David took a half step back. "Leo…"

"It's all right, Dr. Lamb," Leonardo said, in that voice that was way too certain for a teenager. "We'll make sure he gets there safely." He glanced at his brothers. "Michelangelo, help him up. Raphael, take his things inside. I'll keep watch."

"You heard him," Raphael said, leaning towards her in a very subtly intimidating way as he juggled the things David was passing to him.

And before she could argue, Michelangelo was boosting David up the fire escape ladder, and if she didn't move, he was going to be sitting up there with no way to get inside.

Raphael followed her up the stairs, taking almost everything in one load. She pushed through the apartment door, flicked on the light, and crossed to the window, where David was crouched just beyond the pane, obviously trying to impress her with an exaggerated pose.

She slid up the sash, and Michelangelo helped him climb over the sill.

"Okay, I totally get why you guys do that," he said, grinning with delight.

Leonardo and Splinter materialized behind him, carrying the last of his things, and then they all stood there, a little uncertainly.

"Thank you," David said finally. "I mean it."

"It was our pleasure," Leonardo said, pressing one fist into the opposite palm.

"Keep up with your exercises, kohai," said Raphael.
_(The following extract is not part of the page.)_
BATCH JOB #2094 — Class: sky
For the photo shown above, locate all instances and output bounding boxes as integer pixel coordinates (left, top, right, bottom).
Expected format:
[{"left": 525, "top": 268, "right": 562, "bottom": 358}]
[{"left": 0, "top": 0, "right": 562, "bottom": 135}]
"Write to us!" Michelangelo pleaded.

David rolled his eyes, but it was more affectionate than exasperated. "I will. I… need to research something, and then I'll get in touch with you."

Emma raised a brow. "Should I be worried?"

"I would say… cautiously optimistic," David replied.

"We look forward to whatever you do next, my son," Splinter said. He took a step back, and the three who would go with him followed in kind. "Be well."

Then they were gone, and Emma sensed that a whole new chapter of life with her son was just beginning.